En medio de la ola invernal que golpea a Montería, la emergencia no solo ha dejado calles anegadas y viviendas afectadas; también ha revelado una capacidad colectiva de reacción que trasciende cualquier protocolo oficial. Mientras las lluvias elevan el nivel de riesgo en distintos barrios, la ciudadanía ha asumido un papel protagónico, convirtiendo la adversidad en una demostración palpable de solidaridad.
Vecinos auxiliando a vecinos, jóvenes cargando mercados y enseres, líderes comunitarios organizando jornadas de apoyo y familias abriendo sus puertas para ofrecer refugio son escenas que se repiten en diferentes sectores de la ciudad. La contingencia ha golpeado con fuerza, pero también ha puesto en evidencia que la respuesta social no depende exclusivamente de la institucionalidad, sino de la conciencia colectiva.
La emergencia ha dejado afectaciones materiales importantes, pero ha permitido observar cómo la cooperación espontánea fortalece el tejido social en momentos críticos. Cuando el agua invade patios y salas, la reacción inmediata no siempre es esperar ayuda externa, sino tender la mano al más cercano. Esa red informal de apoyo, construida sobre la confianza barrial, ha sido determinante para enfrentar las primeras horas de cada creciente.

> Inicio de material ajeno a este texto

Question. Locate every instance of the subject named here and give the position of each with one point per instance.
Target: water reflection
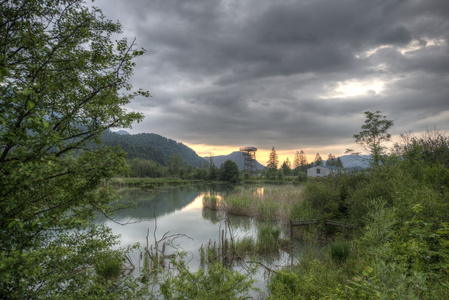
(180, 210)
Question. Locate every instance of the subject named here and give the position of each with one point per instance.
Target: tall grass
(267, 204)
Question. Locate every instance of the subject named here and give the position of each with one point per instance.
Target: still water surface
(180, 210)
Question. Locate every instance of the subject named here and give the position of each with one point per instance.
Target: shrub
(109, 265)
(340, 251)
(267, 239)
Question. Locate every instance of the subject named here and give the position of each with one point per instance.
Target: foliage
(374, 134)
(272, 164)
(63, 81)
(230, 171)
(150, 146)
(267, 238)
(216, 282)
(286, 167)
(318, 161)
(340, 251)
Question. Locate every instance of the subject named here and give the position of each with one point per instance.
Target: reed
(268, 238)
(271, 203)
(211, 202)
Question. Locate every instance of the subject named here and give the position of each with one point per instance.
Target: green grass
(270, 203)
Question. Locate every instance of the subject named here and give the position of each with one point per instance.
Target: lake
(180, 211)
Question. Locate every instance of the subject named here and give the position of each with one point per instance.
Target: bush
(109, 265)
(340, 251)
(268, 239)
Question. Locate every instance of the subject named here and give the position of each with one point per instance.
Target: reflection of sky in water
(180, 211)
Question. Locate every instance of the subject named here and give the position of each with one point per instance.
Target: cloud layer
(294, 74)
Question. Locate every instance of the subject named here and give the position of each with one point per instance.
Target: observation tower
(249, 154)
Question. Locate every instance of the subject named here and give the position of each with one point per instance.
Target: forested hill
(236, 157)
(151, 146)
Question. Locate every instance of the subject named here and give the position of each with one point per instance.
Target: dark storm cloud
(287, 73)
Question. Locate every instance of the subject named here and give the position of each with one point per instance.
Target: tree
(273, 161)
(272, 164)
(286, 167)
(302, 159)
(230, 171)
(318, 160)
(63, 81)
(296, 161)
(330, 160)
(373, 135)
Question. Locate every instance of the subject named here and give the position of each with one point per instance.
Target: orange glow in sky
(262, 155)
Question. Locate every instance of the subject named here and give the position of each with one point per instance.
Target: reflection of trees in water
(145, 205)
(237, 222)
(213, 215)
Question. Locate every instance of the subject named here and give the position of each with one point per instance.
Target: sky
(292, 74)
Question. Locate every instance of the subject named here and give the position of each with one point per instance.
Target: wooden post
(291, 231)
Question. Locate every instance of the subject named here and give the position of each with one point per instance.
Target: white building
(322, 171)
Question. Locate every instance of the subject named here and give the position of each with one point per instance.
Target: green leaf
(30, 105)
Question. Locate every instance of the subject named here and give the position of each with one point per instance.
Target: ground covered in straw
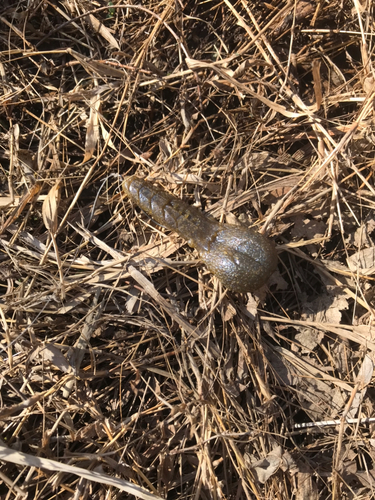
(126, 368)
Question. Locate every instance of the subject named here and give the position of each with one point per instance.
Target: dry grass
(125, 365)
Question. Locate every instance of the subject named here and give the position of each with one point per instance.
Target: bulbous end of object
(241, 258)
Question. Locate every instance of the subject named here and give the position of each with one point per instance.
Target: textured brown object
(241, 258)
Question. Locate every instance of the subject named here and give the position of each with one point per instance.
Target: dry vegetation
(126, 369)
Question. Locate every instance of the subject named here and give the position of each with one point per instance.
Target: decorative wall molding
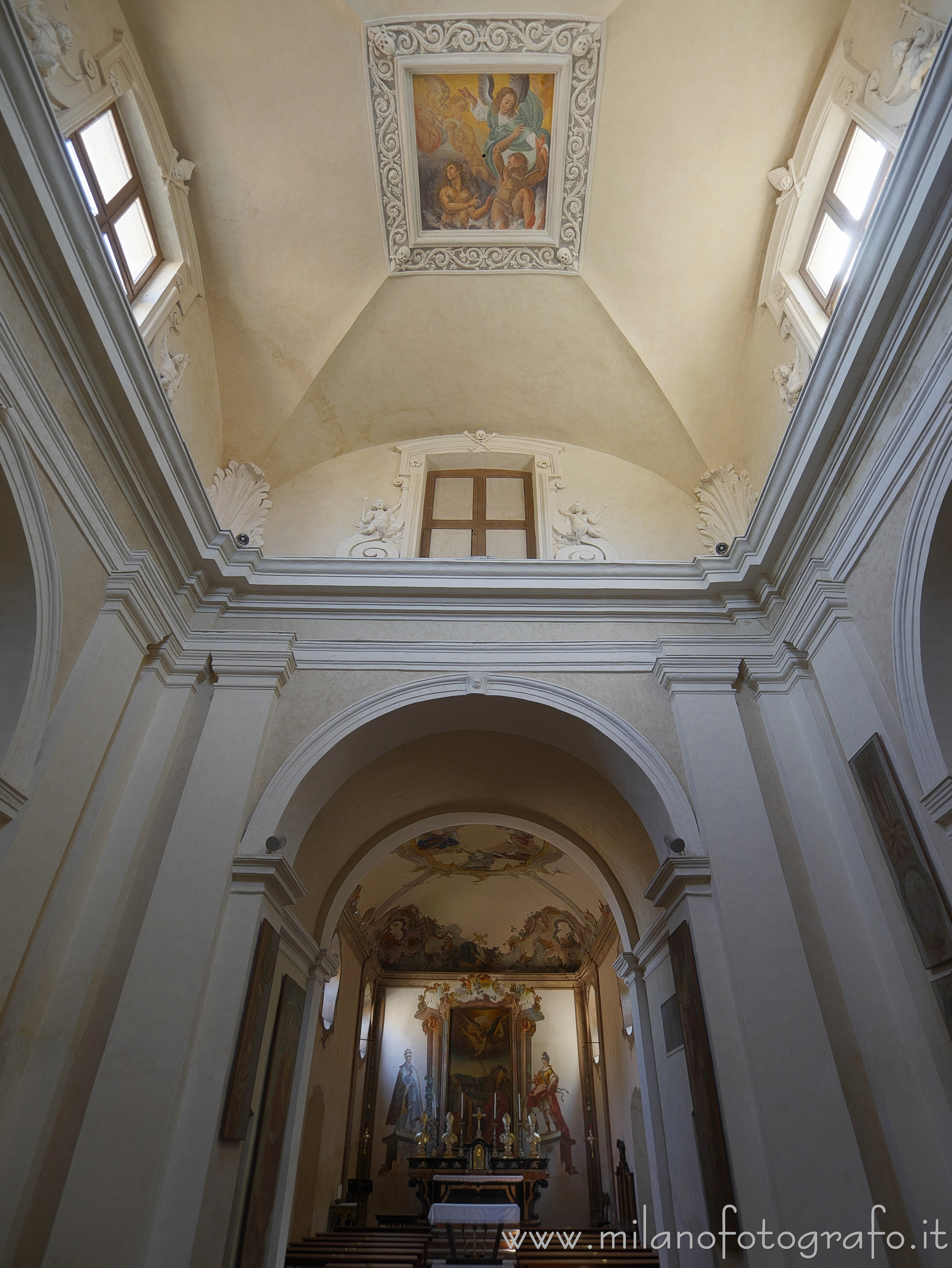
(50, 42)
(121, 78)
(791, 376)
(912, 59)
(726, 503)
(240, 500)
(581, 537)
(172, 367)
(380, 533)
(662, 803)
(17, 765)
(570, 49)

En este contexto, también ha sido visible el trabajo operativo de la empresa Urbaser, cuyos equipos han intensificado labores de recolección de residuos y limpieza en puntos críticos. Con jornadas extendidas y presencia permanente en sectores afectados, sus operarios han contribuido a despejar canales y evitar que la acumulación de basuras agrave la situación. En temporada invernal, la gestión de residuos deja de ser un servicio rutinario y se convierte en un componente esencial de mitigación del riesgo.

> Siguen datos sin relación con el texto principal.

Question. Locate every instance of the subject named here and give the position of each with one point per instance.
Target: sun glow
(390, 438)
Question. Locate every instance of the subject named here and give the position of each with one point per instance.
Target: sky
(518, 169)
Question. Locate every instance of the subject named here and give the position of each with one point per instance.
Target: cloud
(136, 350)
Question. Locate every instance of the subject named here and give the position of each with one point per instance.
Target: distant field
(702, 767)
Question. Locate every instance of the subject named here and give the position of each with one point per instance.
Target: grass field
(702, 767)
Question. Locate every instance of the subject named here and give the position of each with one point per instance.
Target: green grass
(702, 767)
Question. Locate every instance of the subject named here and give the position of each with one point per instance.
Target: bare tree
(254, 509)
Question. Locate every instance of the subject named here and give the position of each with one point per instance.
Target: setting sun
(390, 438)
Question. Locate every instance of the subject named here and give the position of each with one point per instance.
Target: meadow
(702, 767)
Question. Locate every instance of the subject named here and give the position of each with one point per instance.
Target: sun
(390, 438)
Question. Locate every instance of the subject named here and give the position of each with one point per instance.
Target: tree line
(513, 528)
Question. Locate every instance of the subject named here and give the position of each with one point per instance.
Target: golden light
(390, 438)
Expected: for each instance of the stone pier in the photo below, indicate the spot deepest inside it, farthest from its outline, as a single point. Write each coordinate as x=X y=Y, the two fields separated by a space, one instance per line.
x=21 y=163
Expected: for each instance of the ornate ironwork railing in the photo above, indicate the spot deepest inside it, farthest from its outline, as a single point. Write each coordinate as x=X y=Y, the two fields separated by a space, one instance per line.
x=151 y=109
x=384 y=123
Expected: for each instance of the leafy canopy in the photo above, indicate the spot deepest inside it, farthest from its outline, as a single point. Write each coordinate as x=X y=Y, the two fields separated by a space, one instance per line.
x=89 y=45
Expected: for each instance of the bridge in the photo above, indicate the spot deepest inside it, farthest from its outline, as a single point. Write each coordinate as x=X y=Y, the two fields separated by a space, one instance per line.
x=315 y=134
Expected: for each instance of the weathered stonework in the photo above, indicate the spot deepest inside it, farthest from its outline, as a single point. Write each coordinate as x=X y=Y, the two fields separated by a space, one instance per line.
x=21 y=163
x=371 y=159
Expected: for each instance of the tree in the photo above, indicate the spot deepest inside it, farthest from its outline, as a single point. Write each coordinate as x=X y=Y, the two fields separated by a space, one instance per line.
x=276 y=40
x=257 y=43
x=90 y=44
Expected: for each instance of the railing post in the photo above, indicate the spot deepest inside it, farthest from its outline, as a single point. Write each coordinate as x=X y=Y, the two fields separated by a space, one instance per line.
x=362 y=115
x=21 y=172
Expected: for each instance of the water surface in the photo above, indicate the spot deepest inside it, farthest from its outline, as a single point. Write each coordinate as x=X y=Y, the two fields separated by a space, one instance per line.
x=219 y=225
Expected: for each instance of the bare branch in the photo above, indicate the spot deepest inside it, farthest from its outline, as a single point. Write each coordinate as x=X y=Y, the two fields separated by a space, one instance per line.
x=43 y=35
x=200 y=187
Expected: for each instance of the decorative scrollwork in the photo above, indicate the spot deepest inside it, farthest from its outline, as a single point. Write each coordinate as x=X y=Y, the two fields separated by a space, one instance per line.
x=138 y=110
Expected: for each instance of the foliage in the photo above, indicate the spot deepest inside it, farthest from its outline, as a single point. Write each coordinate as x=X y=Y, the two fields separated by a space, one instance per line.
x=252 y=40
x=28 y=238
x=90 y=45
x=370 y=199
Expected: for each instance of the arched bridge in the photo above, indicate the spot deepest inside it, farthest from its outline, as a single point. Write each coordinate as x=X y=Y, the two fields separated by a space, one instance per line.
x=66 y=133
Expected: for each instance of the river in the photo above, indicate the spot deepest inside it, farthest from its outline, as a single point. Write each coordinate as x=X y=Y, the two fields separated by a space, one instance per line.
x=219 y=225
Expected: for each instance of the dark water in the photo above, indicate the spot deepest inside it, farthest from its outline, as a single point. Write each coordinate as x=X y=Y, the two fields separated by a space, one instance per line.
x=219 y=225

No obstante, la respuesta frente a la crisis no puede limitarse a la acción institucional o empresarial. La corresponsabilidad ciudadana es un factor decisivo. Arrojar basura en calles, canales o vías públicas durante la temporada de lluvias no es un acto aislado ni inofensivo: un residuo mal dispuesto puede obstruir un drenaje y multiplicar los daños en cuestión de horas. Una bolsa plástica puede transformarse en un tapón; un mueble abandonado puede alterar el flujo del agua y provocar desbordamientos.
La emergencia actual obliga a replantear hábitos cotidianos. Cuidar el espacio público no es solo una cuestión de estética urbana, sino de prevención. En ciudades atravesadas por cuerpos de agua y con sistemas de drenaje que pueden verse fácilmente sobrepasados, la disposición adecuada de residuos se convierte en una herramienta concreta para reducir riesgos.
Montería enfrenta un reto climático recurrente, pero también demuestra que la resiliencia no se construye únicamente con maquinaria o recursos económicos. Se construye con cultura ciudadana, disciplina colectiva y sentido de pertenencia. La solidaridad vista en estos días es un activo social que debe preservarse más allá de la emergencia.
Hoy, no arrojar basura es mucho más que cumplir una norma: es un acto de empatía con el vecino que puede resultar afectado aguas abajo. En tiempos de lluvias intensas, cada decisión individual tiene impacto colectivo. Y en esa ecuación, la responsabilidad compartida puede marcar la diferencia entre una contingencia controlada y una crisis mayor.